AutoActions
The AutoActions automate the monitoring of your compute cluster by allowing you to define complex, actionable policies for different cluster metrics. You can set the AutoAction policy to generate alerts for Databricks clusters and the job runs that exceed the cost and duration threshold.
For example, you can use an AutoAction to:
Apps: Notify you about a situation that requires manual intervention, such as resource contention or stuck jobs.
Clusters: Monitor Databricks clusters based on cost and duration.
Consider a scenario where the DevOps monitors clusters. The Unravel server processes AutoActions by:
Collecting various metrics from the cluster
Aggregating the metrics according to user-defined triggers (rule) and scope
Detecting violations
Executing the defined actions for each rule violation. Each rule consists of the:
Trigger Conditions are the settings that determine when an AutoAction is violated.
For example, jobs running for more than X hours or clusters costing more than $X.

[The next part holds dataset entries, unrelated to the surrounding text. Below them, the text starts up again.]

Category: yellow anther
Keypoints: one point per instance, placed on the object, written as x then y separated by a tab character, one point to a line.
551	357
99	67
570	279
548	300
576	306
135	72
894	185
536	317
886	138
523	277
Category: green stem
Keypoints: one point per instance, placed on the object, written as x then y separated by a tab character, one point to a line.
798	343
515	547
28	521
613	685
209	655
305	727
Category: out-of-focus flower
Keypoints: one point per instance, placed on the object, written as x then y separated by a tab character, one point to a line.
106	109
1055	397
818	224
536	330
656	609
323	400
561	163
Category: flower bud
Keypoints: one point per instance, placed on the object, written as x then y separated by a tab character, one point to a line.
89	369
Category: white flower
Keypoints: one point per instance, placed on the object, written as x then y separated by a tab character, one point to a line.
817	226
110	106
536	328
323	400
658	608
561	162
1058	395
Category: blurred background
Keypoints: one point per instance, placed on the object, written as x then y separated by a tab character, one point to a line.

Scope Define refinements to various scopes.
For example, the app is owned by User X on Workspace Y.
Actions Define the automated actions when user-defined trigger conditions are met. For example, email User X when the trigger conditions are met.
DevOps can quickly take action to control costs by terminating the cluster if necessary. Using Unravel to detect and send alerts allows for real-time monitoring and cost management.